Rio Tinto’s Remona Murugan.
Head of technology platforms Remona Murugan told Cisco Live 2023 in Melbourne that the transformation is about reducing technical debt and end-of-life assets, while also creating a foundation for the miner to achieve its digital ambitions.
“We have a dream of being a digital Rio Tinto,” Murugan said.
“When we agreed to do that and agreed on that vision, the role of technology in building a digital Rio Tinto became so much more critical.”
Murugan said that Rio Tinto had worked to reshape its IT operations, and upgrade its core platforms, in support of digital.

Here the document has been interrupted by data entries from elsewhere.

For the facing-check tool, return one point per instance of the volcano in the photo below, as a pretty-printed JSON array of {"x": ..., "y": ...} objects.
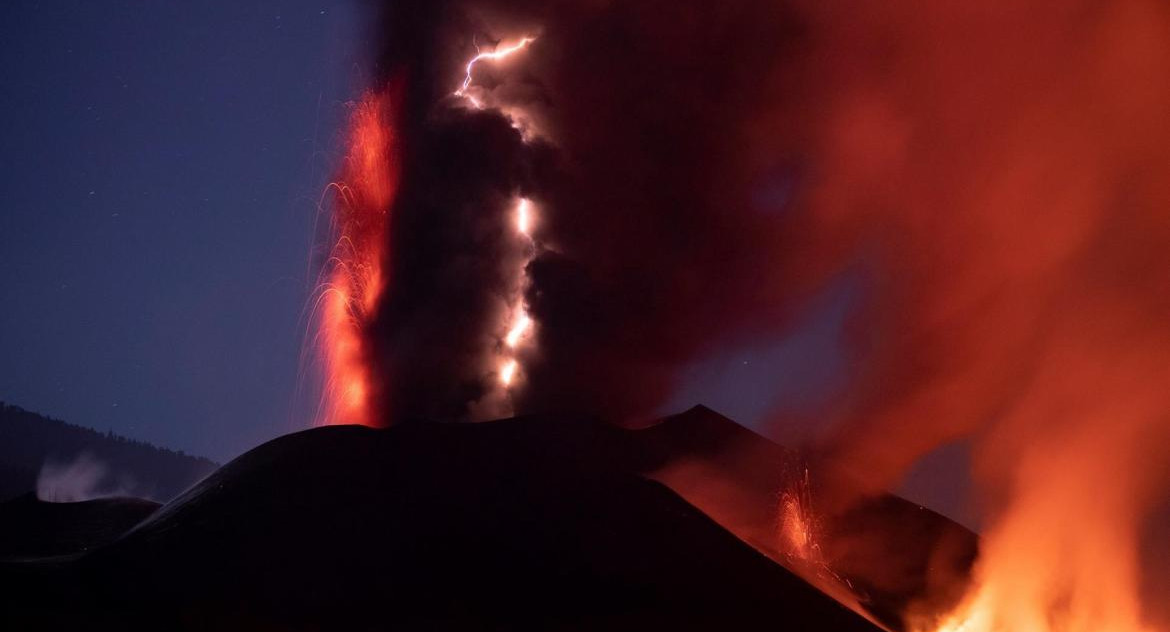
[{"x": 528, "y": 523}]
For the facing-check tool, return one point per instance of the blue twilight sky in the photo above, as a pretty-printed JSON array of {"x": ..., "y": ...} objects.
[
  {"x": 159, "y": 185},
  {"x": 159, "y": 179},
  {"x": 162, "y": 170}
]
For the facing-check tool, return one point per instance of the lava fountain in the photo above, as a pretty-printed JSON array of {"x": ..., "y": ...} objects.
[{"x": 353, "y": 272}]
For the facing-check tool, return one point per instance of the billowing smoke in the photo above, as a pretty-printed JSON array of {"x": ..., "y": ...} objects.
[
  {"x": 996, "y": 173},
  {"x": 82, "y": 479}
]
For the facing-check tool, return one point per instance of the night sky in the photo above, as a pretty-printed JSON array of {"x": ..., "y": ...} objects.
[
  {"x": 159, "y": 181},
  {"x": 160, "y": 185}
]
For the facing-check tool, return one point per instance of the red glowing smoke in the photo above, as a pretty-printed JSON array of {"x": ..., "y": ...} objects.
[{"x": 365, "y": 192}]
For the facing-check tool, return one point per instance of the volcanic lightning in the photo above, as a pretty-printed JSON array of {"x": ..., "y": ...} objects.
[
  {"x": 518, "y": 324},
  {"x": 494, "y": 55}
]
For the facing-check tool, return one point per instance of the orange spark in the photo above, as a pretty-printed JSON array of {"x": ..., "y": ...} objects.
[{"x": 355, "y": 277}]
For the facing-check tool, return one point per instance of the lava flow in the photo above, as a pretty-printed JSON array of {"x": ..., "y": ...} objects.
[{"x": 356, "y": 280}]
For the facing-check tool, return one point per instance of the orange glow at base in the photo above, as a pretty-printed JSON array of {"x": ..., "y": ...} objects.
[{"x": 355, "y": 283}]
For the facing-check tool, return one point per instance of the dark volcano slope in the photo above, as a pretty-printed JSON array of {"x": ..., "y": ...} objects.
[
  {"x": 518, "y": 524},
  {"x": 32, "y": 528}
]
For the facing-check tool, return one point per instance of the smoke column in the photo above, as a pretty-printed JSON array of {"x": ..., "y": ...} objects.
[{"x": 997, "y": 174}]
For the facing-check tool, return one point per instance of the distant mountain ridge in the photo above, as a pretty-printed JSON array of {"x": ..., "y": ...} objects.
[{"x": 28, "y": 441}]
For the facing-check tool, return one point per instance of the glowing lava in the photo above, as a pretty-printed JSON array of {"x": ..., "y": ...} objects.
[{"x": 355, "y": 282}]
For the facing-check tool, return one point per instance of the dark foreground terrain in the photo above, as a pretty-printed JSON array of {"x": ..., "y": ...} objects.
[{"x": 516, "y": 524}]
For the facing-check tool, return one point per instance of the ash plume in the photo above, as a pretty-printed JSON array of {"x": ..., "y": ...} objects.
[{"x": 996, "y": 173}]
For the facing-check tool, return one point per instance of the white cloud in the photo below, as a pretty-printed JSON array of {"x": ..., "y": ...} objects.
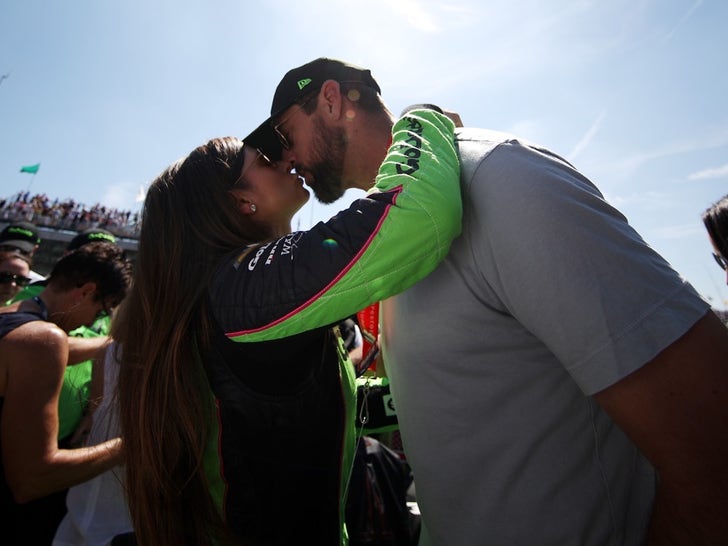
[
  {"x": 416, "y": 15},
  {"x": 587, "y": 138},
  {"x": 684, "y": 18},
  {"x": 707, "y": 174}
]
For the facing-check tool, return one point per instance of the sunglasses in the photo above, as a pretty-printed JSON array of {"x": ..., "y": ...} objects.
[
  {"x": 19, "y": 280},
  {"x": 283, "y": 138},
  {"x": 260, "y": 159},
  {"x": 721, "y": 261}
]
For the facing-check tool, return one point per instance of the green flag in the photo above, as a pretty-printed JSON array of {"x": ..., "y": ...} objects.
[{"x": 30, "y": 168}]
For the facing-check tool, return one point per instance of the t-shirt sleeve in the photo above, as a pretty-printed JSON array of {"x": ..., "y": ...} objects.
[{"x": 570, "y": 268}]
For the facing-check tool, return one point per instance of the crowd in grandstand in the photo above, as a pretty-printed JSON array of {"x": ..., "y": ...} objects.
[{"x": 68, "y": 214}]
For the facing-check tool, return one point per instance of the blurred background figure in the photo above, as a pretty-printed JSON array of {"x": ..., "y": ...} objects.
[
  {"x": 14, "y": 274},
  {"x": 715, "y": 219},
  {"x": 22, "y": 237}
]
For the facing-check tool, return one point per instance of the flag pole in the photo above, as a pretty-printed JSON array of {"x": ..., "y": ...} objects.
[{"x": 31, "y": 181}]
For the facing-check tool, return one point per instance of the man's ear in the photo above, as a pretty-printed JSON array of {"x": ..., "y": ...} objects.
[
  {"x": 242, "y": 202},
  {"x": 330, "y": 99},
  {"x": 88, "y": 289}
]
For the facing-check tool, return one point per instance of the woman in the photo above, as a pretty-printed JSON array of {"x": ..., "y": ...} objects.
[
  {"x": 234, "y": 435},
  {"x": 715, "y": 219}
]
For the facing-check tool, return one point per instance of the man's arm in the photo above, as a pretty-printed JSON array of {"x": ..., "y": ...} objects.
[
  {"x": 675, "y": 409},
  {"x": 34, "y": 466},
  {"x": 81, "y": 349}
]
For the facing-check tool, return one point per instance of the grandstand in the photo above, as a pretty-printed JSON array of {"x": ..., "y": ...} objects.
[{"x": 59, "y": 221}]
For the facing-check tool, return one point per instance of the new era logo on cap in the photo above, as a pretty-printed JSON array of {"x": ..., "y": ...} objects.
[
  {"x": 20, "y": 235},
  {"x": 296, "y": 85}
]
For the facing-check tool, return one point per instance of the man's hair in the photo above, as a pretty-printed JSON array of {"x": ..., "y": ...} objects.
[
  {"x": 715, "y": 219},
  {"x": 102, "y": 263}
]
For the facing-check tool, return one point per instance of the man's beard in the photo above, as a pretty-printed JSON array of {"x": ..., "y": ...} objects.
[{"x": 329, "y": 147}]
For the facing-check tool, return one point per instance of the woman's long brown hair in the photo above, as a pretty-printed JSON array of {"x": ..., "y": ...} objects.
[{"x": 189, "y": 222}]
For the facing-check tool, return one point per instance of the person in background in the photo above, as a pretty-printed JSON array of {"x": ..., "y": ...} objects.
[
  {"x": 715, "y": 219},
  {"x": 76, "y": 402},
  {"x": 14, "y": 274},
  {"x": 23, "y": 237},
  {"x": 34, "y": 352},
  {"x": 97, "y": 512},
  {"x": 556, "y": 381},
  {"x": 242, "y": 401}
]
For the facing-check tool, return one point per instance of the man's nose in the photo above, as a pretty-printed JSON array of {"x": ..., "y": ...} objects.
[{"x": 288, "y": 156}]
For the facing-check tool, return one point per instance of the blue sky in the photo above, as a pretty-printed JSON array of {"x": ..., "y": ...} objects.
[{"x": 634, "y": 92}]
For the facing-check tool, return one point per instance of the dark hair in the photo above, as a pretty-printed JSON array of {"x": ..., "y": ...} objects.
[
  {"x": 715, "y": 219},
  {"x": 15, "y": 253},
  {"x": 189, "y": 222},
  {"x": 102, "y": 263}
]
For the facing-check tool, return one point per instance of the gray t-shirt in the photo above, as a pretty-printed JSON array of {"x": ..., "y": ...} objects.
[{"x": 547, "y": 297}]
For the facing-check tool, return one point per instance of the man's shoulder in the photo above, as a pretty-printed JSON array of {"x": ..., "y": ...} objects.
[{"x": 26, "y": 331}]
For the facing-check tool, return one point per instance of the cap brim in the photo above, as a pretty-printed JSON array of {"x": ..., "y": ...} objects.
[{"x": 265, "y": 139}]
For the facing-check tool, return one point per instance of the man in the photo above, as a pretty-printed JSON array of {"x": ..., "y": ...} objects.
[
  {"x": 73, "y": 402},
  {"x": 547, "y": 359},
  {"x": 34, "y": 351},
  {"x": 14, "y": 271},
  {"x": 21, "y": 237}
]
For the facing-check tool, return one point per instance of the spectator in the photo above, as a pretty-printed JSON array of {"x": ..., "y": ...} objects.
[
  {"x": 14, "y": 274},
  {"x": 35, "y": 350},
  {"x": 715, "y": 219},
  {"x": 23, "y": 237}
]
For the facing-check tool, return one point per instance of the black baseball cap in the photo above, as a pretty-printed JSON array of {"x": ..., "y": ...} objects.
[
  {"x": 20, "y": 235},
  {"x": 91, "y": 235},
  {"x": 297, "y": 84}
]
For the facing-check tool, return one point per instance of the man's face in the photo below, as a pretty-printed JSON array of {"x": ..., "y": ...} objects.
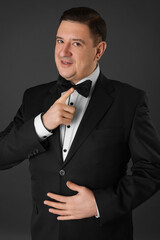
[{"x": 75, "y": 53}]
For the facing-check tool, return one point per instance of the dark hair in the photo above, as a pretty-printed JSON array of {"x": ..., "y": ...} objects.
[{"x": 89, "y": 17}]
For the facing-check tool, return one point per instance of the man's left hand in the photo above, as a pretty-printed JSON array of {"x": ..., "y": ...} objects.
[{"x": 81, "y": 205}]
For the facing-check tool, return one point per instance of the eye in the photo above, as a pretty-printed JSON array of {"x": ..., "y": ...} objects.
[
  {"x": 76, "y": 44},
  {"x": 59, "y": 41}
]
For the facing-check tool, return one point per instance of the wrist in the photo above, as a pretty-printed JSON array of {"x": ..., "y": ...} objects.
[{"x": 42, "y": 118}]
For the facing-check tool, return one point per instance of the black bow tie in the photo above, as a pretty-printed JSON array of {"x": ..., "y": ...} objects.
[{"x": 82, "y": 88}]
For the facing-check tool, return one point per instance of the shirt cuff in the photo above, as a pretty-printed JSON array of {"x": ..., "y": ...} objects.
[
  {"x": 98, "y": 214},
  {"x": 40, "y": 129}
]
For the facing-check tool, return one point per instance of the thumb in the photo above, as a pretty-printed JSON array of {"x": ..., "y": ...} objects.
[
  {"x": 73, "y": 186},
  {"x": 64, "y": 97}
]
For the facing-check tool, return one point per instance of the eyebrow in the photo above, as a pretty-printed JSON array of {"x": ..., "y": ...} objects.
[{"x": 74, "y": 39}]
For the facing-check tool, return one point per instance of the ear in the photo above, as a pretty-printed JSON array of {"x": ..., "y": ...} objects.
[{"x": 101, "y": 47}]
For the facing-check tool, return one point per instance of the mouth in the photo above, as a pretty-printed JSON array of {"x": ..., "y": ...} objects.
[{"x": 66, "y": 63}]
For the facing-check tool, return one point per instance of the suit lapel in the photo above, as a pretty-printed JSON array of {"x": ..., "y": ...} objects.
[{"x": 99, "y": 104}]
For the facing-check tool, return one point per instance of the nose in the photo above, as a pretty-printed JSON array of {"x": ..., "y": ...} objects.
[{"x": 65, "y": 51}]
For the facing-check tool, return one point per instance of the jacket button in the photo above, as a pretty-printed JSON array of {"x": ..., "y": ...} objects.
[{"x": 62, "y": 172}]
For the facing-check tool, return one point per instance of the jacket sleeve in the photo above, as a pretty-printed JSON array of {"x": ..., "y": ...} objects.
[
  {"x": 19, "y": 141},
  {"x": 134, "y": 189}
]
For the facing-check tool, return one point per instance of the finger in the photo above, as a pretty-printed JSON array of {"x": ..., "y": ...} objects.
[
  {"x": 73, "y": 186},
  {"x": 69, "y": 217},
  {"x": 58, "y": 212},
  {"x": 55, "y": 204},
  {"x": 64, "y": 97},
  {"x": 69, "y": 109},
  {"x": 68, "y": 115},
  {"x": 57, "y": 197}
]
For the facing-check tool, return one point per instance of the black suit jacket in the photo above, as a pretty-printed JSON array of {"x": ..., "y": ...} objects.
[{"x": 116, "y": 127}]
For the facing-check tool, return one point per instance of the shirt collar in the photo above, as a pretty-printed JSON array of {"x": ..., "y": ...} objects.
[{"x": 93, "y": 77}]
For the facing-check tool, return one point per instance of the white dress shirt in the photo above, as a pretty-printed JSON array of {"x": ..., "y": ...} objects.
[{"x": 67, "y": 133}]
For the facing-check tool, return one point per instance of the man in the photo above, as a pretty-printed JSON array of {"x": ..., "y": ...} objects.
[{"x": 79, "y": 134}]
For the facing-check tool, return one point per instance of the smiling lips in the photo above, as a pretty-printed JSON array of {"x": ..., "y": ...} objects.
[{"x": 65, "y": 63}]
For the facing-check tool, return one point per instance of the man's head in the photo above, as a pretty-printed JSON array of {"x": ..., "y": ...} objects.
[{"x": 80, "y": 43}]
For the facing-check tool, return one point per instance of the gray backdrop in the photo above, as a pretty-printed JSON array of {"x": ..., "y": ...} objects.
[{"x": 27, "y": 34}]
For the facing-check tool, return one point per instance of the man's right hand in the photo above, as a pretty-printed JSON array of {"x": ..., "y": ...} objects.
[{"x": 59, "y": 113}]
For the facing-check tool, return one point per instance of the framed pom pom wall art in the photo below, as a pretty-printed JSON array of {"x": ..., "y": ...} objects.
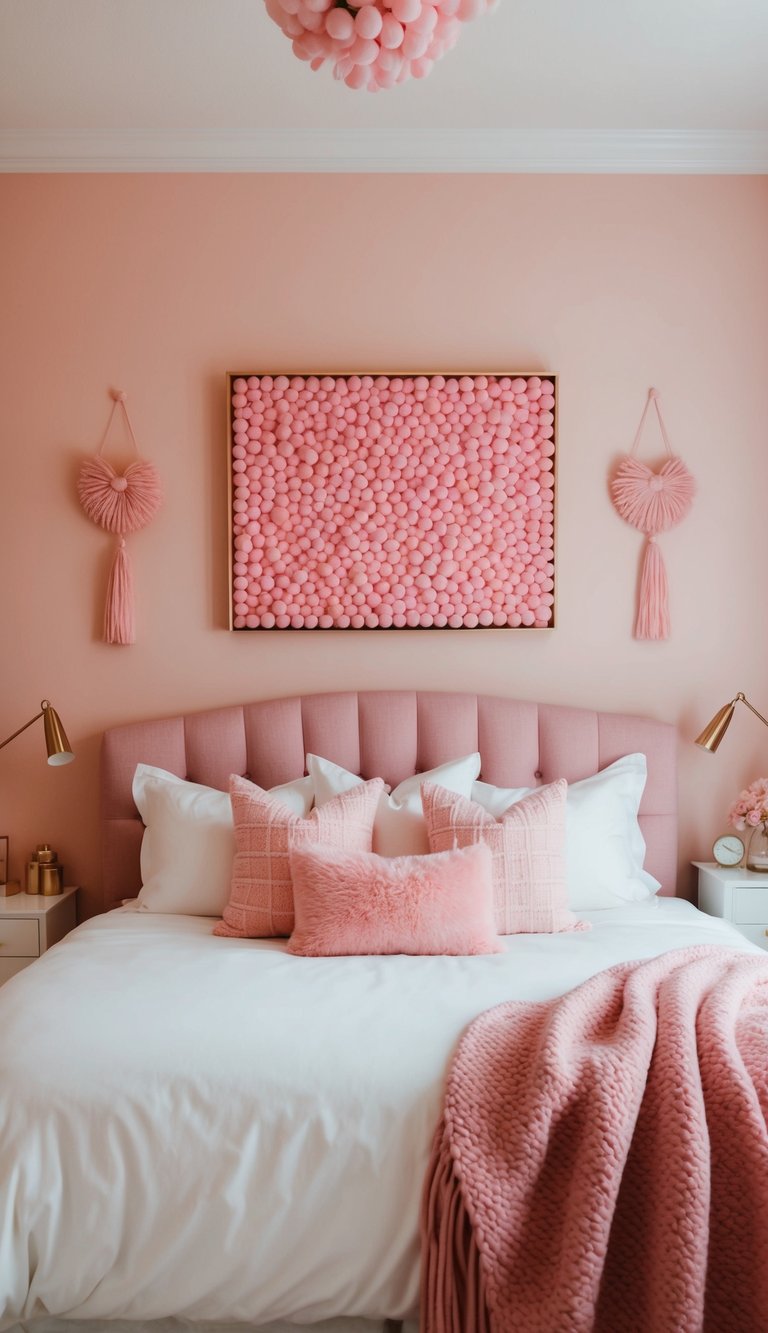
[{"x": 391, "y": 501}]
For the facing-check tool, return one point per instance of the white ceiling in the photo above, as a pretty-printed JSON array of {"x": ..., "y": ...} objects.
[{"x": 214, "y": 83}]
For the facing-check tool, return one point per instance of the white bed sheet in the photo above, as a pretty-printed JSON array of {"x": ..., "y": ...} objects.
[{"x": 216, "y": 1131}]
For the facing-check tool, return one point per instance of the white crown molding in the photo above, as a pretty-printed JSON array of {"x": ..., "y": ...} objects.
[{"x": 622, "y": 151}]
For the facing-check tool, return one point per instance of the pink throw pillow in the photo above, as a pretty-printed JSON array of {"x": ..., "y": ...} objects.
[
  {"x": 360, "y": 903},
  {"x": 262, "y": 896},
  {"x": 528, "y": 845}
]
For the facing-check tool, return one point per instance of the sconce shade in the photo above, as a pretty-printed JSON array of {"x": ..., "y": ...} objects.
[
  {"x": 56, "y": 743},
  {"x": 715, "y": 731}
]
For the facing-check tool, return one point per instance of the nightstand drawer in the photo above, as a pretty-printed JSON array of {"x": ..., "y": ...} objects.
[
  {"x": 19, "y": 939},
  {"x": 750, "y": 904}
]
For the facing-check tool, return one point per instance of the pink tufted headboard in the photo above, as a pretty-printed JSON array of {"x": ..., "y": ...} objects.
[{"x": 392, "y": 735}]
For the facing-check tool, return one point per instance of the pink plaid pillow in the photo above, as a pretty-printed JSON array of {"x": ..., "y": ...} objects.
[
  {"x": 262, "y": 895},
  {"x": 528, "y": 845},
  {"x": 362, "y": 903}
]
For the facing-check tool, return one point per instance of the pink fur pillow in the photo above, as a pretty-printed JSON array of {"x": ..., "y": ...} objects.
[
  {"x": 528, "y": 845},
  {"x": 266, "y": 831},
  {"x": 362, "y": 903}
]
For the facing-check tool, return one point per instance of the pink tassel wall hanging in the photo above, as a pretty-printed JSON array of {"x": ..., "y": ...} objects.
[
  {"x": 652, "y": 501},
  {"x": 122, "y": 503}
]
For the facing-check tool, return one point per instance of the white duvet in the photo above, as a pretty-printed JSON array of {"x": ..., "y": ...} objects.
[{"x": 216, "y": 1131}]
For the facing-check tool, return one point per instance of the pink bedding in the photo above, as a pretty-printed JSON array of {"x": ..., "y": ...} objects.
[{"x": 602, "y": 1163}]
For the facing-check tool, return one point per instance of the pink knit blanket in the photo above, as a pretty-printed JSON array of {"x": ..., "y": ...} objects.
[{"x": 602, "y": 1163}]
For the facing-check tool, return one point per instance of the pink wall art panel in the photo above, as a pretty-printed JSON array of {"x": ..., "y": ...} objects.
[{"x": 392, "y": 501}]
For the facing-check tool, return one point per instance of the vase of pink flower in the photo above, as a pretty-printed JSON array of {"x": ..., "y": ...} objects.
[{"x": 751, "y": 813}]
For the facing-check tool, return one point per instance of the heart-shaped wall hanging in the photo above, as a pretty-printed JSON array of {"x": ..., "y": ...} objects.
[
  {"x": 652, "y": 501},
  {"x": 122, "y": 503}
]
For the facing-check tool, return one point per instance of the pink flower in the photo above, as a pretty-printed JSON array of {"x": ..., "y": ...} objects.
[{"x": 752, "y": 805}]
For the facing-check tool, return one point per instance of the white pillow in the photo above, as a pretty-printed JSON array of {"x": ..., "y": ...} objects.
[
  {"x": 604, "y": 847},
  {"x": 188, "y": 843},
  {"x": 399, "y": 828}
]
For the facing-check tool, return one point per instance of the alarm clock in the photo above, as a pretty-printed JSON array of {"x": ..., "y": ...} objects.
[{"x": 728, "y": 849}]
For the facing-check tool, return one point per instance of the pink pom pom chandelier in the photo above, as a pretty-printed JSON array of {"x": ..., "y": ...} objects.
[{"x": 379, "y": 44}]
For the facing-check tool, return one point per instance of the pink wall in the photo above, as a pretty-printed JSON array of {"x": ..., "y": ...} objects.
[{"x": 159, "y": 284}]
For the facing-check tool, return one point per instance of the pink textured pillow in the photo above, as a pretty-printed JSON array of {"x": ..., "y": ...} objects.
[
  {"x": 528, "y": 845},
  {"x": 362, "y": 903},
  {"x": 266, "y": 831}
]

She indicated that when she joined in mid-2021, IT was viewed at least in part as a cost centre and potential constraint to transformation.
Considerable effort was invested to “rebrand” the technology function internally, communicating the breadth of its capabilities to executives, and generally improving perceptions of the value that technology investment created.
“As a [technology] team, we became stronger because we were successful and got the support and the investment,” Murugan said. “Now, we’re executing on that, so it was a great outcome.”
Network transformation is one of the funded activities, with Murugan saying that the miner had “landed on Cisco as part of our target state architecture”.
“We’ve spent a lot of time on the corporate infrastructure and the enterprise service so building out the backbone,” she said.
“Next for us is really expanding into the operational technology environment where we have some other challenges but it’s where the real value happens, it’s where we make money as a business.”
Accompanying the upgrade of network technology is a shift in operating model; Murugan said that to avoid the latest upgrades becoming future technical debt, the company is adopting a “continuous improvement” mindset.
Part of this means treating network components as products, not projects, which implies ongoing maintenance to keep the components current.
Murugan also briefly said the miner is adopting AIOps as tooling support for the new IT operations model.
Fewer partners
Murugan added that one of the impacts of Rio Tinto’s recent work is to slim down the number of technology partners it works with.
She noted that the miner still needed partners but that a smaller number was more operationally efficient.
“If we were running a critical incident 18 months ago, there would be 17 different people on the bridge [from different companies]. So, imagine how that goes,” she said.
“We’ve already started reducing the number of partners we have, and it’s critical to actually work as a cohesive team to deliver what you need to.
“It’s about how we look at the partnerships that we have and pick the right partners – fewer partners – to help accelerate our journey.”